You should run your conda install command while inside this pytorch_p36 environment.
Go to the official website and try installing it as said over there. As I just followed the official documentation and it is working fine.
Here is the step though.
conda install pytorch-cpu torchvision-cpu -c pytorch
You can follow the official documentation.
link
It is really easy to miss smth while working with several machines and several conda/python environments. I think it is a good idea to start from the very beginning. Here is installation process that works fine for me.
0. Connect to your aws-instance using SSH or PuTTY.
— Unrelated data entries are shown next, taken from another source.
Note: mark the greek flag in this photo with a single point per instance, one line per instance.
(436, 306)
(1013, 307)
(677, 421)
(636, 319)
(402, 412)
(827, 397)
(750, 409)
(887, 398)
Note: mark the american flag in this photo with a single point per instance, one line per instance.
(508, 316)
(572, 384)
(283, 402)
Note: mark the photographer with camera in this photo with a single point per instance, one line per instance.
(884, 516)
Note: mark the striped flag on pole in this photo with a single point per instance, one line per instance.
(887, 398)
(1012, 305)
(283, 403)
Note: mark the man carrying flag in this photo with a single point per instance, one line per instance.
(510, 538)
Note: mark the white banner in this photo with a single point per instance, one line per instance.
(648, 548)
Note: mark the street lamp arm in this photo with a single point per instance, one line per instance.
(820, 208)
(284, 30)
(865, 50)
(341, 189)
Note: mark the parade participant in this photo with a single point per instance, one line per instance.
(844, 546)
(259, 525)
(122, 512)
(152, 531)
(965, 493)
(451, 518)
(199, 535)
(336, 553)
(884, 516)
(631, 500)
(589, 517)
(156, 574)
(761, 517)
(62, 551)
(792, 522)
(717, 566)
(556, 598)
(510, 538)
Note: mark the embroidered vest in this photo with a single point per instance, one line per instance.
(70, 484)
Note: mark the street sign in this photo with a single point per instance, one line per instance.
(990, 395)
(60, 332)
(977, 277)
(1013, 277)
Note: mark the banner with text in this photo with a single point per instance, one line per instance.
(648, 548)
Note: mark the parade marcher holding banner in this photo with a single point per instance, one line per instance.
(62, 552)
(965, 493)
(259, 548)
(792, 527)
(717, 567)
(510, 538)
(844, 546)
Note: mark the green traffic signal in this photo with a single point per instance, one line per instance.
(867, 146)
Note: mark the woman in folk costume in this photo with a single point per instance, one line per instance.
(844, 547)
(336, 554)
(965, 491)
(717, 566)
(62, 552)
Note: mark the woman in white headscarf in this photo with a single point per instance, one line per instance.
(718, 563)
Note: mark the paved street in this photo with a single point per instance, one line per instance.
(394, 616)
1. Create conda env named pytorch_p36 with python 3.6 on your aws machine:
user#aws-instance:~$ conda create -n pytorch_p36 python=3.6
2. Activate it:
user#aws-instance:~$ conda activate pytorch_p36
Or with (for older conda versions):
user#aws-instance:~$ source activate pytorch_p36
Now you should see (pytorch_p36) before your shell prompt:
(pytorch_p36) user#aws-instance:~$
3. Go to PyTorch website and choose appropriate installation command via conda. Run it in your shell:
(pytorch_p36) user#aws-instance:~$ conda install pytorch torchvision cudatoolkit=10.0 -c pytorch
4. Verify the installation:
(pytorch_p36) user#aws-instance:~$ conda list
# packages in environment at /home/user/anaconda3/envs/pytorch_p36:
#
# Name Version Build Channel
...
cudatoolkit 10.0.130 0
...
python 3.6.9 h265db76_0
pytorch 1.1.0 py3.6_cuda10.0.130_cudnn7.5.1_0 pytorch
...
torchvision 0.3.0 py36_cu10.0.130_1 pytorch
...
5. Verify the running with nohup:
(pytorch_p36) user#aws-instance:~$ nohup python -c "import torch; import torchvision; print('PyTorch is fine!')" && cat nohup.out
nohup: ignoring input and appending output to 'nohup.out'
PyTorch is fine!
AWS Machine Learning AMI already has pytorch v1.1.0 and torchvision v0.2.2 installed in the predefined pytorch_p36 virtual environment. So you are not required to create new venv and install pytorch each time you log in. All you need is to run :
$ source activate pytorch_p36
(without dollar sign, obviously). Then, if you run pip show torch you will see that it is already there.